144th Meeting of the Acoustical Society of America and First Pan-American/Iberian Meeting on Acoustics

Tuesday Morning, 3 December 2002      Coral Sea 1 and 2, 8:00 to 11:45 AM

                        Session 2aMU

Musical Acoustics: Analysis, Synthesis, Perception and Classification
                   of Musical Sounds

                 James W. Beauchamp, Chair
  School of Music, Department of Electrical and Computer Engineering,
       University of Illinois, Urbana, Illinois 61801 USA

**************************************************************************

                       Invited Papers

**************************************************************************

Time: 8:00 AM

2aMU1. Spectral modeling, analysis, and synthesis of musical sounds.

Author: Sylvain Marchand 
Location: LaBRI, Univ. of Bordeaux 1, 351 cours de la Liberation,
F-33405 Talence cedex, France
Author: Myriam Desainte-Catherine 
Location: LaBRI, Univ. of Bordeaux 1, 351 cours de la Liberation,
F-33405 TalenceLaBRI, Univ. of Bordeaux 1, 351 cours de la Liberation,
F-33405 Talence cedex, France

Abstract: 

Spectral models provide general representations for sound well-suited for
expressive musical transformations. These models allow us to extract and
modify perceptually-relevant parameters such as amplitude, frequency, and
spectrum. Thus, they are of great interest for the classification of
musical sounds. A new analysis method was proposed to accurately extract
the spectral parameters for the model from existing sounds. This method
extends the classic short-time Fourier analysis by also considering the
derivatives of the sound signal, and it can work with very short analysis
windows. Although originally designed for stationary sounds with no noise,
this method shows excellent results in the presence of noise and it is
currently being extended in order to handle nonstationary sounds as well. A
very efficient synthesis algorithm, based on a recursive description of the
sine function, is able to reproduce sound in real time from the model
parameters. This algorithm allows an extremely fine control of the partials
of the sounds while avoiding signal discontinuities as well as numerical
imprecision, and with a nearly optimal number of operations per partial.
Psychoacoustic phenomena such as masking are considered in order to reduce
on the fly the number of partials to be synthesized.
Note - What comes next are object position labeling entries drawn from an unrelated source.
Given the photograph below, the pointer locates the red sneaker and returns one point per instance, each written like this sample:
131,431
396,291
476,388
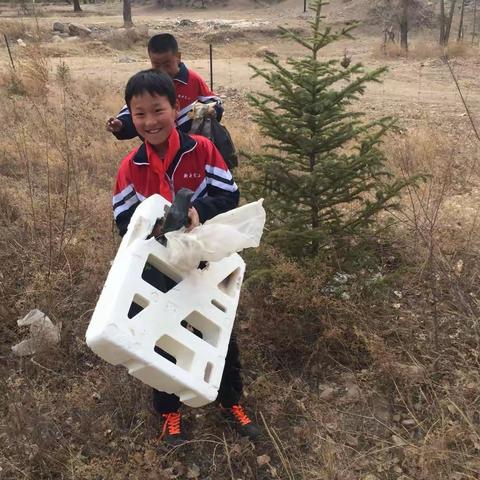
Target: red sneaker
172,428
241,422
**************************************************************************

Time: 8:20 AM

2aMU2. Easily extensible unix software for spectral analysis, display,
modification, and synthesis of musical sounds.
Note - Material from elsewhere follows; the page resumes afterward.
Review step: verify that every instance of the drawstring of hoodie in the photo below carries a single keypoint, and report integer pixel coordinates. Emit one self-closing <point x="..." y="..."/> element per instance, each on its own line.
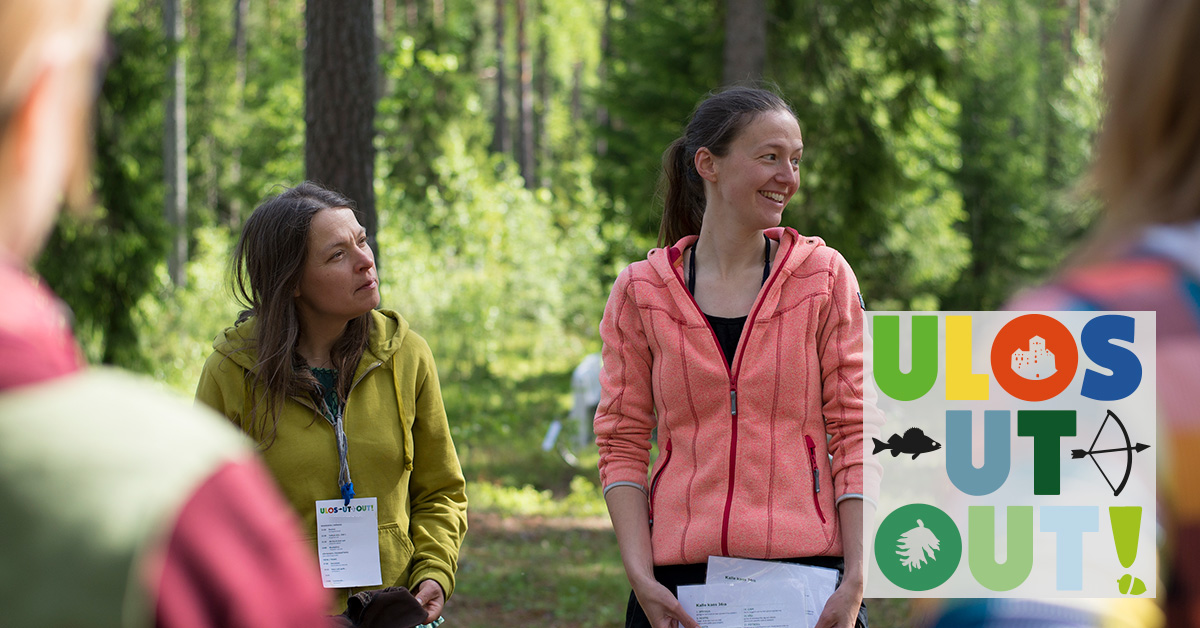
<point x="337" y="420"/>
Author: James W. Beauchamp 
Location: School of Music and Dept. of Elec. and Computer Eng., Univ. of
Illinois at Urbana-Champaign, Urbana, IL 61801, j-beauch@uiuc.edu

Abstract: 
Software has been developed which enables users to perform time-varying
spectral analysis of individual musical tones or successions of them and to
perform further processing of the data. The package, called SNDAN, is
freely available in source code, uses EPS graphics for display, and is
written in ANSI C for ease of code modification and extension. Two
analyzers, a fixed-filter-bank phase vocoder ("pvan") and a
frequency-tracking analyzer ("mqan") constitute the analysis front end of
the package. While pvan's output consists of continuous amplitudes and
frequencies of harmonics, mqan produces disjoint "tracks." However, another
program extracts a fundamental frequency and separates harmonics from the
tracks, resulting in a continuous harmonic output. "monan" is a program
used to display harmonic data in a variety of formats, perform various
spectral modifications, and perform additive resynthesis of the harmonic
partials, including possible pitch-shifting and time-scaling. Sounds can
also be synthesized according to a musical score using a companion
synthesis language, Music 4C. Several other programs in the SNDAN suite can
be used for specialized tasks, such as signal display and editing.
Applications of the software include producing specialized sounds for music
compositions or psychoacoustic experiments or as a basis for developing new
synthesis algorithms.

**************************************************************************

Time: 8:40 AM

2aMU3. Analysis-synthesis of musical sounds by hybrid models.

Author: S. Ystad 
Location: CNRS, Laboratoire de Mecanique et d'Acoustique 31, Chemin
Joseph Aiguier, 13402 Marseille cedex 20, France

Abstract: 

Analysis-synthesis consists of constructing synthetic sounds from natural
sounds by algorithmic synthesis methods. The models used for this purpose
are of two kinds: physical models which take into account the physical
characteristics of the instrument and signal models which take into account
perceptual criteria. By combining physical and signal models hybrid models
can be constructed taking advantage of the positive aspects of both
methods. In this presentation I show how hybrid models can be adapted to
specific instruments producing both sustained and plucked sounds. In these
cases signal models are used to model the nonlinear source signal. The
parameters of these models are obtained from perceptual criteria such as
the spectral centroid or the tristimulus. The source signal is further
injected into the physical model which consists of a digital wave guide
model. The parameters of the physical model are extracted from the natural
sound by analysis based on linear time-frequency representations such as
the Gabor and the wavelet transforms. The models which will be presented
are real-time compatible and in the flute case an interface adapted to a
traditional flute which pilots a hybrid model will be described.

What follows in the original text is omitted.